Integrating with Hadoop

For AllegroGraph users interested in integrating Hadoop as part of their application, we suggest the following pipeline for working with Hadoop.

  1. Data is stored in Hadoop or Hbase.

  2. Data is retrieved via Hive or Pig or straight Map Reduce and returned to AllegroGraph as csv tables, or json files.

  3. We apply a mapping to these tables or json files to produce nodes and edges or triples that go into AllegroGraph.
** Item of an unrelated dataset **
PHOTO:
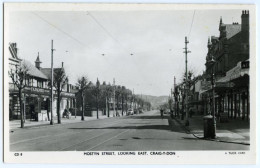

At the integration level we can call SQL or PIG directly from AllegroGraph from Prolog. Here is a typical simplified Prolog example:

(hive "select id, dob, dod from person" csv "person.csv")  
(triplemap "c:/tmp/person.map" "person.csv" "person.nt")  
(load-ntriples "person.nt") 

An interesting customer example that leveraged the capabilities of AllegroGraph and Hadoop Los Alamos National Labs. For more information about their process please review the white paper avalable at http://franz.com/agraph/cresources/white_papers/.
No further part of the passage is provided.